Wellness Canyon is a high-end fat camp where two very different girls, April and Wil, are paired as roommates. April has saved all year for this, despite a lack of support from her mom. She wants to lose some weight and gain the popularity she's always wanted. Wil wants to be anywhere but Wellness Canyon. Her wealthy parents have sent her there, as she's a public relations nightmare: they own the high-profile chain of Excalibur Gyms. Wil's revenge on them is to enter Wellness Canyon with a huge stash of sweets and be the first kid in camp history to actually gain weight while there.

Of course, as it's full of teenagers with raging hormones, there's more than weight loss going on at Wellness Canyon. When April and Wil start crushing on the same guy, football-playing hottie Colin, their relationship gets even more tense. Can they make it through the summer together and maybe even become friends?
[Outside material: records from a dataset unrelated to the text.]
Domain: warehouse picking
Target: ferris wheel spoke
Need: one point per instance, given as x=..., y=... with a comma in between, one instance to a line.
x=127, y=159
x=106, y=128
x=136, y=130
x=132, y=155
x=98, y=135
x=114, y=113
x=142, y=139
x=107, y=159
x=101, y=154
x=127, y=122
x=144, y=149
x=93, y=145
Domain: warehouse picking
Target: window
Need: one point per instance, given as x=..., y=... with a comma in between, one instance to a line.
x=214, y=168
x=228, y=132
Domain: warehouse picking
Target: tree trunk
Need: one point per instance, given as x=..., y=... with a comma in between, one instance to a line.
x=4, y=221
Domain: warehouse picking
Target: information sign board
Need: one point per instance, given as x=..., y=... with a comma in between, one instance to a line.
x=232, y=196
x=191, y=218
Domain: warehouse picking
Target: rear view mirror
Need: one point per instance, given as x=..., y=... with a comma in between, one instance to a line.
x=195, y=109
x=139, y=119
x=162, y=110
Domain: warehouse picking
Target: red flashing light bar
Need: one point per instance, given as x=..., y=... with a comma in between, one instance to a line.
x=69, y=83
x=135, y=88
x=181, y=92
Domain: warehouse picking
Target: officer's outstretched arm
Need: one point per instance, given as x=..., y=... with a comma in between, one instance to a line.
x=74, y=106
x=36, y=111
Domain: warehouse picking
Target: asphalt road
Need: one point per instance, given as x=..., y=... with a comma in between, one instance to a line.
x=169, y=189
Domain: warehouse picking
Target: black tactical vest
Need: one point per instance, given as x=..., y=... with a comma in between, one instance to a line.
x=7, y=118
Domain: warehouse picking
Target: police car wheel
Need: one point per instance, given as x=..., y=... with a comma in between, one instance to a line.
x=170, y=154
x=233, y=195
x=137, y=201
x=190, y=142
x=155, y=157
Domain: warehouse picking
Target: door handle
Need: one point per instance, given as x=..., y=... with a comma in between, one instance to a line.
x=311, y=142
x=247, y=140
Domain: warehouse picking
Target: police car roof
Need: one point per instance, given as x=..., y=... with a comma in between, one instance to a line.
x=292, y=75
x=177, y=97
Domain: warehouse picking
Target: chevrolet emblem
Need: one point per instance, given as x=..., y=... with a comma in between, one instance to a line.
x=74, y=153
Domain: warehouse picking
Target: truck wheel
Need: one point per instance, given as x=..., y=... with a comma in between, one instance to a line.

A lot of HUGE is your typical summer camp story. Sasha Paley does a great job of creating at least two fleshed-out, interesting characters, though some secondary characters sometimes seem a little flat. Paley is a talented writer, but the popular-kids-are-mean message is maybe a little heavy, and, despite what the back cover says about learning to accept yourself, I felt like she was saying that being skinny is better than being fat, even if she never came out and said it.

Despite this, though, HUGE is a fairly satisfying read, and I'm looking forward to seeing what Sasha Paley writes next!